Experience can be a great teacher.
But, the true test in learning from experience is a function of our ability to appreciate the events of our day to day lives. Every day has life lessons to give but most of us spend our time observing only the events that support our current beliefs. I could use this as a point to begin discussing politics but I truly believe that this blindness to the events around us impairs us all.
For a great read, I would suggest “How We Know What Isn’t So” by Thomas Gilovich.
I was thinking about this a few weeks ago while on a walk-through of a new construction project.
A large group of us had finished walking the halls of the building and we were hammering out a few last minute details. I was looking over floor plans when I noticed a number of cabling drops had been removed from the final prints. I was lamenting the loss of connectivity when the construction manager (CM) jumped in with a vigorous defense of their removal from the plans.
The tenants only planned to house one staff member in each room. Extra cabling was useless and unnecessary. In rooms planned to support more than one staff member the extra cabling was left in place. In short, the building plan was a lean, mean, and efficient machine delivering connectivity to each desired location without wasting cable. I got the sharp impression that I and others of my type were a drain on the project trying to wring out any “free” facilities that we could.
This isn’t the first time I had experienced the cost-cutting aggressiveness of value-engineering but I think I learned something from the CM that day.
I explained that his cable drops could be in the wrong place. I was told to run longer jumpers. For maintenance, nothing is more annoying at the host than long jumpers.
I explained that his cable drops didn’t account for a change in the room use. I was told to run additional drops later. Cabling drops placed “just in case” were a drain on the project and a waste of money. The first new cabling run will be requested within a week of occupancy.
I explained that some rooms had no cabling at all. I was told that they would never need cables. Any room large enough to be an office will one day be an office.
My shoulders slumped and I shook my head.

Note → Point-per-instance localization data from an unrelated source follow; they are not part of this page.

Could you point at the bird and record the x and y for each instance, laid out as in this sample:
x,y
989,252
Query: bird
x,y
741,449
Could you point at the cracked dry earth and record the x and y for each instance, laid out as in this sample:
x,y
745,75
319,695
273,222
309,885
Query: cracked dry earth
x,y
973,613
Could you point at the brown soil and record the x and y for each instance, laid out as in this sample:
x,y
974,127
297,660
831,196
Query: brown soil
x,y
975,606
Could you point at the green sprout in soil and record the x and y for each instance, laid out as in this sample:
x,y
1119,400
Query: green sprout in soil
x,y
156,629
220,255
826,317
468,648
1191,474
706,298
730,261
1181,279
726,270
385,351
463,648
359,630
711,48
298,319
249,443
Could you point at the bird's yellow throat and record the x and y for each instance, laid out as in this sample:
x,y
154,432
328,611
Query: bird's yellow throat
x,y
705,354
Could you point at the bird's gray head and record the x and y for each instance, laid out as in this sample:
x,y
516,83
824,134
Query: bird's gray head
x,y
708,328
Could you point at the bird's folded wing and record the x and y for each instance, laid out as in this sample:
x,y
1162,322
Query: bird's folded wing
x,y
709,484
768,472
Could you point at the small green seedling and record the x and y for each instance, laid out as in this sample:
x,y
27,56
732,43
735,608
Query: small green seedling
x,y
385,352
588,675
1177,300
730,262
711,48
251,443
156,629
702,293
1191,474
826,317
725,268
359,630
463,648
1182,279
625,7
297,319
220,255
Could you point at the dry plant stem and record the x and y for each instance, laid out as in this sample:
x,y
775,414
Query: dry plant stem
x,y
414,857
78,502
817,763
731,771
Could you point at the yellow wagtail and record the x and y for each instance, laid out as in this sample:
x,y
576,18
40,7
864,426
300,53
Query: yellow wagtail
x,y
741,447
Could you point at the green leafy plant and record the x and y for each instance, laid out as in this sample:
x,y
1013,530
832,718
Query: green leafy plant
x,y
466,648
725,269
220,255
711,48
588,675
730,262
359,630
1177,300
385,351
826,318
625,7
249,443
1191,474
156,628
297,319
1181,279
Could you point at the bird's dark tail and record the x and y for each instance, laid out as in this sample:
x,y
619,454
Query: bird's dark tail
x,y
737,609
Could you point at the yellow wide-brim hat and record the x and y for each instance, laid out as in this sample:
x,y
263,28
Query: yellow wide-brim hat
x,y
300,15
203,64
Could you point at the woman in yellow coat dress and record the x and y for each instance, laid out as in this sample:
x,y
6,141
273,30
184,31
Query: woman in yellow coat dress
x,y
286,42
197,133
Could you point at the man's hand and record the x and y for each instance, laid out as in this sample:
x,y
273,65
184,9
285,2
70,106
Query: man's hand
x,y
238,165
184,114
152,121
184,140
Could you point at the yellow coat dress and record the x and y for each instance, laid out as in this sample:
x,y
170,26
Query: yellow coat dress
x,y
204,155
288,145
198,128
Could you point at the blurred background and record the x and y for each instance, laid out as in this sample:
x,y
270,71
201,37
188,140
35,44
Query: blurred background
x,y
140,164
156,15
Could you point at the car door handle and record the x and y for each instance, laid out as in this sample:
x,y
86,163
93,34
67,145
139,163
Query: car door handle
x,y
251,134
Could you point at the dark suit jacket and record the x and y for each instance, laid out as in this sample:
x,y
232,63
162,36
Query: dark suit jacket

I’ve learned these lessons over years of maintaining buildings both on campus, and in a private capacity. But, as I walked away I wondered why the CM hadn’t learned the same lessons. He made a few great points about taxing a construction budget to the point where construction is cancelled. For him, it meant very little to add changes later and come back to do additional work. He had learned different lessons in his career.
And that’s where, for just a moment, I learned a lesson again in perspective.
The CM works on large construction projects. For him, every job is large, involved, and complicated. For every job, impact to budget and time can be measured and used to calculate whether a job should be move forward. Coming back to install cables is a trivial need when you spend your life constructing buildings.
When maintaining a building and responding to user requests, installation of an additional cable can be a multiple week stumbling block of managerial approval, PO generation, cable installation, and finally making a final patch connection. The pain in lost productivity can be soul-crushing.
Different perspectives.
I don’t know that he was aware, but I was actually paying attention that day. Often, my interaction with building construction project managers and construction managers is in an adversarial role. They want to build a building. I want UF standards followed. But, for just a moment that day I truly understood why construction personnel thought the way that they did.